I hope you noticed that he never referred to me by my name throughout the entirety of his manuscript. I was nothing to him, a gust of wind, a smudge of dew on the window, not even a ghost. Just like his father, who never called his wife by her name. He would just shout, “Woman,” and she would come running. Very well, I’ll do the same. From now on, I’ll refer to my husband as Foulane, an Arabic word used to refer to “any old guy.” I know, it’s a little contemptuous, perhaps even a little pejorative. “Foulane” means someone who doesn’t really matter, a man just like any other, without any distinctive characteristics. When people are talking quickly, they often drop the “ou” in “Foulane” and pronounce it “Flane,” meaning someone whose actual name and origins are unknown. Besides, it was precisely his origins and roots that led to the failure of our marriage. He often spoke of how important his roots were to him and talked about them as though he were a philosopher: “Our roots follow us wherever we go, they reveal who we really are, they show our true colors and subvert our attempts to try to be something we’re not.” One day, I finally understood that despite all his gobbledygook, he’d always looked down on my peasant origins: on the fact I was the daughter of poor, illiterate immigrants. He disliked the poor. He gave out alms, but always wore an expression of disdain. He would give his driver some money and tell him to distribute it among the beggars at the cemetery where his parents were buried. On Fridays, he would ask the cook to prepare large quantities of couscous for the needy, thus performing his duty as a good Muslim. After which his conscience would be clear and he would be able to devote himself to his paintings where he imitated photographs and gave them such shameless titles as “Shanty-town,” “Shanty-town II,” and so forth.
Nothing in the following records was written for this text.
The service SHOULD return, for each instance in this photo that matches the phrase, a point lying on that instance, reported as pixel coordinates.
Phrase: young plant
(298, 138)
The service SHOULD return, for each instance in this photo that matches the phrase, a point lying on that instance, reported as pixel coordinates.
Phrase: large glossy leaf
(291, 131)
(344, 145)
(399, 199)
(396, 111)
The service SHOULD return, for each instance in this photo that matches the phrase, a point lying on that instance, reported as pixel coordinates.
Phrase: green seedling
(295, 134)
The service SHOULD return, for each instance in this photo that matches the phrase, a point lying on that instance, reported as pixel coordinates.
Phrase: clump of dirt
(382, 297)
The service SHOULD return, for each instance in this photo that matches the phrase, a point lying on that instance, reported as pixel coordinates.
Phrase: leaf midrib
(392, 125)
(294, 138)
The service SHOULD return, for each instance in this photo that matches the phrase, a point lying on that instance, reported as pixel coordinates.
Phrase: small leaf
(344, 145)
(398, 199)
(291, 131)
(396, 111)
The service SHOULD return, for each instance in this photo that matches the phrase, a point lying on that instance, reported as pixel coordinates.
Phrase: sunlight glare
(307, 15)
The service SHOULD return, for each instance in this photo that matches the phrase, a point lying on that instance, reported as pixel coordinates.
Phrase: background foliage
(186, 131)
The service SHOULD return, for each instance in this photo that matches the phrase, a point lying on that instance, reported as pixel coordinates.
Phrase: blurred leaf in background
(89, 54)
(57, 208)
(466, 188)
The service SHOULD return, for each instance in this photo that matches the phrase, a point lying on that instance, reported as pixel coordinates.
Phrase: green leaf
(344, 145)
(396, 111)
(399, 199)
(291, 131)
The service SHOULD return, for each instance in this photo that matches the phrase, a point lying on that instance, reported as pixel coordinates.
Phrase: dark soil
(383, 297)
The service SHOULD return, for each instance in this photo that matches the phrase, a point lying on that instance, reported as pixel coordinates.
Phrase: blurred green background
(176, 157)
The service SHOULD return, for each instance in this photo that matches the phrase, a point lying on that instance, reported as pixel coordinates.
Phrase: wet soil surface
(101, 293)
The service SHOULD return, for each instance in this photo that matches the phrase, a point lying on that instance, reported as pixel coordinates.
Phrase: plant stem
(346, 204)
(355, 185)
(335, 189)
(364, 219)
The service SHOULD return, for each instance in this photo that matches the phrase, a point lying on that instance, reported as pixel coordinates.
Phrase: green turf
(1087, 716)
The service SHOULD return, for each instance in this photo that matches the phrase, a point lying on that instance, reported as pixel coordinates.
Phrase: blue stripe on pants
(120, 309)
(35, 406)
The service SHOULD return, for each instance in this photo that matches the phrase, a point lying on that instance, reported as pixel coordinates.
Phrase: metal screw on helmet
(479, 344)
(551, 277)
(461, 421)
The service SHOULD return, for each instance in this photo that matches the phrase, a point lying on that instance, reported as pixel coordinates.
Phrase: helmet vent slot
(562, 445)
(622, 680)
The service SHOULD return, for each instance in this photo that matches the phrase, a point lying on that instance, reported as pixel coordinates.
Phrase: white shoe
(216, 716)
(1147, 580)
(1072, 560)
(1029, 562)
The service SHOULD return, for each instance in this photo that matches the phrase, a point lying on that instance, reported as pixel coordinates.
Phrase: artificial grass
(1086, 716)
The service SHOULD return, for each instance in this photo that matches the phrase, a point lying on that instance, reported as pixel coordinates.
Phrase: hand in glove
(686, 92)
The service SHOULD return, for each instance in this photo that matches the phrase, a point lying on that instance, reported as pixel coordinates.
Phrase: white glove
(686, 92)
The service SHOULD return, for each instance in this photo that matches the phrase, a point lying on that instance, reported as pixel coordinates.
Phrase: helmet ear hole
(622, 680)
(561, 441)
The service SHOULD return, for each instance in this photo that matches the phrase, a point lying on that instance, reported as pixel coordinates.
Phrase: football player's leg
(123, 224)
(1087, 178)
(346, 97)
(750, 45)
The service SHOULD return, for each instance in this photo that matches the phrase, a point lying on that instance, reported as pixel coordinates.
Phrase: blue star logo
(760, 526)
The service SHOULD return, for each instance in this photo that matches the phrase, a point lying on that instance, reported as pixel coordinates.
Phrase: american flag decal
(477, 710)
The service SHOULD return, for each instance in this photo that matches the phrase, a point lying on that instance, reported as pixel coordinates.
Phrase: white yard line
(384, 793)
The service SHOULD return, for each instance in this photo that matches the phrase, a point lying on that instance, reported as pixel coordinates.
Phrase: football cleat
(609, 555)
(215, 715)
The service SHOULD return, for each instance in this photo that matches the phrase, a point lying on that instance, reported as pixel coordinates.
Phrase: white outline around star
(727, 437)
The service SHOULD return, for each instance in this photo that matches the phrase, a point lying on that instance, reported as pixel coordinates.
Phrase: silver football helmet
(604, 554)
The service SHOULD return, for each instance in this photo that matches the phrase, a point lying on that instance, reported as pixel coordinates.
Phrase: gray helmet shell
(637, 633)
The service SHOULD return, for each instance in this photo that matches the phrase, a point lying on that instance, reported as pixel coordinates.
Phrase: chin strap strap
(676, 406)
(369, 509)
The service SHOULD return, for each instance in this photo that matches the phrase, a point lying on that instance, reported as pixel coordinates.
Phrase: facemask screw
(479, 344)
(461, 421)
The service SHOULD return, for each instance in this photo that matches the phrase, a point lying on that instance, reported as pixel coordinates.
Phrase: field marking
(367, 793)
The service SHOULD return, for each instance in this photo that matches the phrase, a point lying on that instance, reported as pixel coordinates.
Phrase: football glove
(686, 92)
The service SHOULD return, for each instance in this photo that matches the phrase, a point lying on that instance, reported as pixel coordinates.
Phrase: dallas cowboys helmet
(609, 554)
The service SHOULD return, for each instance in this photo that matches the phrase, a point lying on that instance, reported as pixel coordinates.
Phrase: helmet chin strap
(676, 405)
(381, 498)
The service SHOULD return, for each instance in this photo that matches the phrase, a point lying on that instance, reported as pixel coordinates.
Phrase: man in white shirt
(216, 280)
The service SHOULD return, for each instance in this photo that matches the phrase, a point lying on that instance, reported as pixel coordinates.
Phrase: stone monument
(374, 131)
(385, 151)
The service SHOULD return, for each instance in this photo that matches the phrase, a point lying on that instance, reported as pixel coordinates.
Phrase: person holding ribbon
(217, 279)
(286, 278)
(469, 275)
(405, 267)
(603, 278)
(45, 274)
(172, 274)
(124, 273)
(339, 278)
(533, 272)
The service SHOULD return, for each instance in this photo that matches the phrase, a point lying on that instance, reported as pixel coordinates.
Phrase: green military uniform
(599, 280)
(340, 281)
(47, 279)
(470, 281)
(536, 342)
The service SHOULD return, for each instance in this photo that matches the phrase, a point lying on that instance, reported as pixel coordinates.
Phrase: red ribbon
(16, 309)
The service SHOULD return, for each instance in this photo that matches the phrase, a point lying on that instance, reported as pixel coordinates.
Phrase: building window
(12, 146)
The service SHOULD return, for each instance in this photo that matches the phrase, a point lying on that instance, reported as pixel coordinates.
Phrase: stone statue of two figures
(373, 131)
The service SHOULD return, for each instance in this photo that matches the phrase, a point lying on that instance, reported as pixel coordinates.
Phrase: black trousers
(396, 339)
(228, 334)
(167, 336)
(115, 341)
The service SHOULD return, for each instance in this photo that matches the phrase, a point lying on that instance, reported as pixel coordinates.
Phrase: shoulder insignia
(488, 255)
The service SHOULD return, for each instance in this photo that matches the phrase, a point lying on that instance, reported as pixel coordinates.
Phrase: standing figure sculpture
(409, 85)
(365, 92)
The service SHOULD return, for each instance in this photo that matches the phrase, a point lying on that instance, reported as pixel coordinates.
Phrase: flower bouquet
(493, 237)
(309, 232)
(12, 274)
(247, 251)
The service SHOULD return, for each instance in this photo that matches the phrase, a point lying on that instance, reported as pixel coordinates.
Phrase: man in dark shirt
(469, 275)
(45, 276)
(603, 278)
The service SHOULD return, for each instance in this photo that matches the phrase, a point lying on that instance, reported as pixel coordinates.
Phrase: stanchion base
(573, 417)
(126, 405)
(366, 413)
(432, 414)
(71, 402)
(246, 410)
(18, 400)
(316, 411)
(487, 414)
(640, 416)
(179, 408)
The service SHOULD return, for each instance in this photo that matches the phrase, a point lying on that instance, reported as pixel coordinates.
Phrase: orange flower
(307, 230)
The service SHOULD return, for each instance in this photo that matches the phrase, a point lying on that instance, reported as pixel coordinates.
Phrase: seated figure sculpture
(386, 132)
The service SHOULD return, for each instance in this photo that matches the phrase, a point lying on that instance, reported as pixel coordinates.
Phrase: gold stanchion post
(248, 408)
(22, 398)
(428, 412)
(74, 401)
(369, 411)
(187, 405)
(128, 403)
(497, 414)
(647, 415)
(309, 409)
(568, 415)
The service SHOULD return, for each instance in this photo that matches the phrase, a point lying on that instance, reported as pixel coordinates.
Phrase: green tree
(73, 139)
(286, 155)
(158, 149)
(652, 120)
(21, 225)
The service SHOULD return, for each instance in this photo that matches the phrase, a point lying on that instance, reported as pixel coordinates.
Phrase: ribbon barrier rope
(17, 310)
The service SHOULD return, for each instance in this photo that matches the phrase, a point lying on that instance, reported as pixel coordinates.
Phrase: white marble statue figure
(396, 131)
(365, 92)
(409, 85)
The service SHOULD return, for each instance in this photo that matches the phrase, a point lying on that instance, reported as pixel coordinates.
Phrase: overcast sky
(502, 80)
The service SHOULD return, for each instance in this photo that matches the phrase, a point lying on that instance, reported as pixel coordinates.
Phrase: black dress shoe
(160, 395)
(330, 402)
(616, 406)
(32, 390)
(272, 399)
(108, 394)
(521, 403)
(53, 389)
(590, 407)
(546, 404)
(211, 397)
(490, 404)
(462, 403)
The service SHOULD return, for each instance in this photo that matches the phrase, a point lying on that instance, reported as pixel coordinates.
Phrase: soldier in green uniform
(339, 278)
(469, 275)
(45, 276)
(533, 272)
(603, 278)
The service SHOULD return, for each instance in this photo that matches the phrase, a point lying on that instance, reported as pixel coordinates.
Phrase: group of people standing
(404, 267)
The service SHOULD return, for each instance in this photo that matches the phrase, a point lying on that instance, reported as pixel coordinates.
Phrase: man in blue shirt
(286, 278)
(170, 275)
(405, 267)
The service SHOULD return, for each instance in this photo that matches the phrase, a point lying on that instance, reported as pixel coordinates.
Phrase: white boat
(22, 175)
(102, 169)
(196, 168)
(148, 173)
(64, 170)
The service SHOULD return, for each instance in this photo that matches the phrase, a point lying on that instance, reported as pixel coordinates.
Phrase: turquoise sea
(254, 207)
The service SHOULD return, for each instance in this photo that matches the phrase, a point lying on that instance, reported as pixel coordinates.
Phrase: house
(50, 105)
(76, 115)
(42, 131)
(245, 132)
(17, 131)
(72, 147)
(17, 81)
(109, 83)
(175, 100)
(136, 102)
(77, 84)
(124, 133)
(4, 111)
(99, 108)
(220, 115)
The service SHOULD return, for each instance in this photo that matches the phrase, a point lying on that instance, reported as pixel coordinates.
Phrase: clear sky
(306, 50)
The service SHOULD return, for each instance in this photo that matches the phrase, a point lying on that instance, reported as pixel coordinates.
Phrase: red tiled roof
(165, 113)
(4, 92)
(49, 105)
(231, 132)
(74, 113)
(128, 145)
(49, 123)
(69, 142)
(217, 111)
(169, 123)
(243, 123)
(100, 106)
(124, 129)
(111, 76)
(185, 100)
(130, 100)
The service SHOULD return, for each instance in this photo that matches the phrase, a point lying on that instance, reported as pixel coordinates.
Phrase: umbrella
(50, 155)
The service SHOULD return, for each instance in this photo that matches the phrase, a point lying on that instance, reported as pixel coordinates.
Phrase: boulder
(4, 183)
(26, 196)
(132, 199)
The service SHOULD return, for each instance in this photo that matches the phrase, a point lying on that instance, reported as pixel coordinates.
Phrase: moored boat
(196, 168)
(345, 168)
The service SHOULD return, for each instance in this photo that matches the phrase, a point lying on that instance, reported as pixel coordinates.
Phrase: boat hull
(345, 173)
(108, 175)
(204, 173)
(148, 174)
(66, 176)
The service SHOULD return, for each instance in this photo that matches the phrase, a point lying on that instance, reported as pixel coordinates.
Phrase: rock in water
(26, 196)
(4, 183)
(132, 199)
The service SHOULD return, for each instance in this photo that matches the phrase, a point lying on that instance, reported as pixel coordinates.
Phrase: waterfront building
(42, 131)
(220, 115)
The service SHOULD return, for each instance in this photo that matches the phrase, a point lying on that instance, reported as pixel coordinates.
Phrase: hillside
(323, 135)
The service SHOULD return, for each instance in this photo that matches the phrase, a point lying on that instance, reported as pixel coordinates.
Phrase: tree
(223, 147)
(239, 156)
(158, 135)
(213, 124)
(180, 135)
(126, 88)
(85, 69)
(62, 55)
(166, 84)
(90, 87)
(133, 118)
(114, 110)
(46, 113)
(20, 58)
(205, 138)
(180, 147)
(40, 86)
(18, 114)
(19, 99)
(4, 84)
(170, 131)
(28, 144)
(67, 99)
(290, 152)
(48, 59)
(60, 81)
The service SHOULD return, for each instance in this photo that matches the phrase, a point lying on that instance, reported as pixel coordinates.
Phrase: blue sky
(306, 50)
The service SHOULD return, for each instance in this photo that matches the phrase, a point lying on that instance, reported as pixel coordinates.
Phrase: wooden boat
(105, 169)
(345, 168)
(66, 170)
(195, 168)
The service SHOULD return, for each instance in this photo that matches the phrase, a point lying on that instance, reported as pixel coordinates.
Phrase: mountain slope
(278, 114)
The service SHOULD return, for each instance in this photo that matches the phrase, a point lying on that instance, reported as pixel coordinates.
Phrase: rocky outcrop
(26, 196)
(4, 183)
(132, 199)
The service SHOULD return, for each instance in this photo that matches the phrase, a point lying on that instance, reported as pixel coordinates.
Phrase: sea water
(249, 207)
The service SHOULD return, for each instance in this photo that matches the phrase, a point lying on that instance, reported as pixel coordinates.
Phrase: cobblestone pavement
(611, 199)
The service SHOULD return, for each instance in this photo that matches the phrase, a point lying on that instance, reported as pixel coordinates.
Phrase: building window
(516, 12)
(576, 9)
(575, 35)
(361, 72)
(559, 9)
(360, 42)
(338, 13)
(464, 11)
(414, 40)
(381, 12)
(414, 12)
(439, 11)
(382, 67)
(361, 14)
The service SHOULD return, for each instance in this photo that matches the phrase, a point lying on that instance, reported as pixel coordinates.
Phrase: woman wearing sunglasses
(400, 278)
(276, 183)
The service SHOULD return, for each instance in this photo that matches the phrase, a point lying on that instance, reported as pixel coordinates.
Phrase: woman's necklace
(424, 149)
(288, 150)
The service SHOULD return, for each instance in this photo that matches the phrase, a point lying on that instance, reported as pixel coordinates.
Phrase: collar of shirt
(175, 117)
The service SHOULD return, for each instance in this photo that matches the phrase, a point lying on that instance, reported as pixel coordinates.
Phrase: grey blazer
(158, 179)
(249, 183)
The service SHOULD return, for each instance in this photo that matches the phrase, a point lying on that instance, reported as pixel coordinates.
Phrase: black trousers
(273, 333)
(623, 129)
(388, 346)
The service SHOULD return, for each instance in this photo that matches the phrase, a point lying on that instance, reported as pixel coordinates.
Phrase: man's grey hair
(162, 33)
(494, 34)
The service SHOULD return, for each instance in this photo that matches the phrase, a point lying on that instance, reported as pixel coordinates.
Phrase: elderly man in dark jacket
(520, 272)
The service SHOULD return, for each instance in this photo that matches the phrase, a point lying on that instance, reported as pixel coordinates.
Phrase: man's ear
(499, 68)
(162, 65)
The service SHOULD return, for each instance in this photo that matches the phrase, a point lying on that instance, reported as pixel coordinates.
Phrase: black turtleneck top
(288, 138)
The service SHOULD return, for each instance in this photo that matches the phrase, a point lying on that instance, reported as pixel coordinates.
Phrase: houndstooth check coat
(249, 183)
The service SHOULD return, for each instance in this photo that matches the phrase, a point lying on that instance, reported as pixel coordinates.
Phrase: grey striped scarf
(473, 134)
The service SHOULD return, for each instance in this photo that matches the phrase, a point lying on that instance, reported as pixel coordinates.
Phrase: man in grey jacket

What exactly was he hoping to accomplish with this novel — what I read of it clearly indicates that it is a novel, especially since his friend the scribe called it such below that ridiculous title,
He already suffered from migraines, high blood pressure, tachycardia, and a host of other nervous disorders by the time I met him. They were congenital and I had nothing to do with them. You’ll have noticed that before describing the scene that caused his stroke — which I must stress was the sheer product of his artist’s imagination, which was intoxicated with his own success — he devoted a number of beautiful pages to me, even going so far as to say that he loved me. Don’t fall for any of it — he was utterly incapable of the slightest praise, he never had a kind word to say in the morning, no tenderness before going to bed, nothing, he lived in his own world, and I had to dwell in his shadow and cower in it. Oh, that ubiquitous shadow, it was bleak and heavy, followed me everywhere, harrying me and overwhelming me to the point that it immobilized me. It pushed me into a corner and kept me there. A shadow doesn’t speak: it hovers over you menacingly and crushes you. I would wake up exhausted and empty in the mornings. The shadow had haunted me all night. I didn’t have anyone to talk to, and besides, who would have believed me? Struck by a shadow! People would have thought I was crazy, which would have played into his hands. It must have taken a lot of effort for him to ever say anything sweet. So he avoided it and closed in on himself. He would reach his hand out and rub my knee whenever he wanted to make love. That was the sign, his way of asking me to welcome his advances, as though I should be constantly at his disposal, willing and available, all so Foulane could reassure himself that he could still get it up. He was always in a hurry to satisfy his needs. He would push himself inside me a little forcefully and fuck me in a robotic manner for a few minutes until he came, at which he’d puff out, like a toy whose batteries had gone dead.